The teapot with the engraved insignia of the Hotel Butler
I was "up north" this week visiting my aunt, a woman I adore, and who has agreed to be my "substitute mom" since my mother died a few years ago. She was having a rummage sale, and asked me to help her get a few items down from high shelves for the sale. When she saw this 8 oz. silver teapot, she said that it had belonged to her grandmother, my great-grandmother.
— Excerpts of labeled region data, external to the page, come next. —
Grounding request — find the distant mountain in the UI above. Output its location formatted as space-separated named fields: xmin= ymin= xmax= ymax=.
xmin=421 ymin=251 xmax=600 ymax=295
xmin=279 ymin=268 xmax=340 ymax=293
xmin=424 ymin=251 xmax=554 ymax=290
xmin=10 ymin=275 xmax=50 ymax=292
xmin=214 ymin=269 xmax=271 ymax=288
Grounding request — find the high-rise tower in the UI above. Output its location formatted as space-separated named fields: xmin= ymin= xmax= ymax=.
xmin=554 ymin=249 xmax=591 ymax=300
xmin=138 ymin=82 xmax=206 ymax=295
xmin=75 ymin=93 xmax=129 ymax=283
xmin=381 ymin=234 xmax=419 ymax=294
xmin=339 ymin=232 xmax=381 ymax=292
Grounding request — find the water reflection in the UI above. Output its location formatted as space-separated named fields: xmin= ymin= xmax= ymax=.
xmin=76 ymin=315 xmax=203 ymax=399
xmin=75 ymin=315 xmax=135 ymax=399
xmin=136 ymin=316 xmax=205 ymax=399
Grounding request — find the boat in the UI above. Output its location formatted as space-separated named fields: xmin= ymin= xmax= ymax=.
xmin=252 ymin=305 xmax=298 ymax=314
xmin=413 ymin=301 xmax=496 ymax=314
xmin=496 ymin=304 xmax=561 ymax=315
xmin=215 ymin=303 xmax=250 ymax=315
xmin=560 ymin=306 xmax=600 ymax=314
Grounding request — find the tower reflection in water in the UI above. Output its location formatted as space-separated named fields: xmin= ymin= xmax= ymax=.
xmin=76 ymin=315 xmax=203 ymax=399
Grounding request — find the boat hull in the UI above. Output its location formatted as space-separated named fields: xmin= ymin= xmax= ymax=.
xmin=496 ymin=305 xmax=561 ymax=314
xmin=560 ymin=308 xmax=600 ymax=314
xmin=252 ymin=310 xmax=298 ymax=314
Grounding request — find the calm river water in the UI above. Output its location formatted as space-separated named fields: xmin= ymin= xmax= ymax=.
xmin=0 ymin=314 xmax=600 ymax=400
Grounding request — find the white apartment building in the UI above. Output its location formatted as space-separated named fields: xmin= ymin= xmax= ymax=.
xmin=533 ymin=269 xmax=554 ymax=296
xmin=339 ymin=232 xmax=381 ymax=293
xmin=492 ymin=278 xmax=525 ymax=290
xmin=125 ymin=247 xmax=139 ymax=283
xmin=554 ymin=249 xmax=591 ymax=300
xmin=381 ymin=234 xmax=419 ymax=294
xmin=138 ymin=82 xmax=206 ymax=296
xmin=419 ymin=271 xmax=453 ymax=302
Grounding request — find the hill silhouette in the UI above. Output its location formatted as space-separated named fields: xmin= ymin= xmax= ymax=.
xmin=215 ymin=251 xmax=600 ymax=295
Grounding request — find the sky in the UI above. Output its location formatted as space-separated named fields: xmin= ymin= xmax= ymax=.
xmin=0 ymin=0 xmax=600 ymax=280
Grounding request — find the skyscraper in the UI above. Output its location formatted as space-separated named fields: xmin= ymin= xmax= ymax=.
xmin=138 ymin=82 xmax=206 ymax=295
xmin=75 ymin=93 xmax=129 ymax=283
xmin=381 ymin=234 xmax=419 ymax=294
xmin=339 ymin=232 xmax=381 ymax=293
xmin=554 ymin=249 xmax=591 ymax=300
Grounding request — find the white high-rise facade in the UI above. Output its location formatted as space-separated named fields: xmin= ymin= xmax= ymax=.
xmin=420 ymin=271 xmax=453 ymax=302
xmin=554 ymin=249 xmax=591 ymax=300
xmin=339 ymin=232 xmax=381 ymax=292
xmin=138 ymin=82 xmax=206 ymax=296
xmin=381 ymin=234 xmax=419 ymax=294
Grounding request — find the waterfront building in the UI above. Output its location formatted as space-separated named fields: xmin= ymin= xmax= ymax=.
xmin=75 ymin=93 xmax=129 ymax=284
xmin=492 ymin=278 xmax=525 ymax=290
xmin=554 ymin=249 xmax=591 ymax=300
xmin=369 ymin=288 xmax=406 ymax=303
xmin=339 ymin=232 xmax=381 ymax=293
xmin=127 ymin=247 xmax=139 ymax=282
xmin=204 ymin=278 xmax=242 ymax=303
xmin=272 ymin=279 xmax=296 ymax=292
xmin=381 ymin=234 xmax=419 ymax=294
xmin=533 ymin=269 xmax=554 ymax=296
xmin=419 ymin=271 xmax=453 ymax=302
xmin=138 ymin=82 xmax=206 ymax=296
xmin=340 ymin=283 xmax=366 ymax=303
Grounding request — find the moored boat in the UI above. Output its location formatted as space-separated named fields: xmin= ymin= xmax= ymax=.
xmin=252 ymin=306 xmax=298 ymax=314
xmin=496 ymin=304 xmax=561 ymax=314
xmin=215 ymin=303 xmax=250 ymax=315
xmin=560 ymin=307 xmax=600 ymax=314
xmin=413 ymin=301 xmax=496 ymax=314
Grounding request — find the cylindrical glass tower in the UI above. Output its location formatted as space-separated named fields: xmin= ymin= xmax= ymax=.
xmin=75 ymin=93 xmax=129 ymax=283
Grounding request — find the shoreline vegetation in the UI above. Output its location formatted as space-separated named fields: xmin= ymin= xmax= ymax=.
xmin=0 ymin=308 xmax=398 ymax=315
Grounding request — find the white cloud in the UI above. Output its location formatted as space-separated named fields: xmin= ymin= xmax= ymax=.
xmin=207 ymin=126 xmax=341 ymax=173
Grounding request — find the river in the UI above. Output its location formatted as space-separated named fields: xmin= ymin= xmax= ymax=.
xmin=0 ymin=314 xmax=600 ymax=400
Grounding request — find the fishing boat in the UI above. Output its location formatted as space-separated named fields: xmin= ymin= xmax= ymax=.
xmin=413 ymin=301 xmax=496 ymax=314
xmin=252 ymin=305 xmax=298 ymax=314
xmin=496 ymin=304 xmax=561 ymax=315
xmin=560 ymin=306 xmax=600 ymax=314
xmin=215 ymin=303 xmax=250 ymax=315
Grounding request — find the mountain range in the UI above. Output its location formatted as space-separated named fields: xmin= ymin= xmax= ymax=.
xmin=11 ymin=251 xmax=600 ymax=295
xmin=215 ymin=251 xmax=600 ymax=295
I did a little online digging around. It turns out that this is a Reed and Barton teapot. They were produced between 1900 and 1940 for use in restaurants and hotels, and usually had the hotel's name engraved on the bottom. This one said "Hotel Butler." At first I thought that was a brand name, but then reconsidered. I knew she was married in Seattle, twice (two different men). Her second husband came from a well-to-do family, and the Hotel Butler was once one of Seattle most elegant hotels, catering to those returning successfully from the Yukon gold rush. It stood in the Pioneer Square Skid Road district, a place I visited in May. I also found an image of a postcard of the hotel, and the little symbol engraved on the teapot is also on the postcard.
I wonder if my oh-so-proper English grandmother walked off with a souvenir of her honeymoon?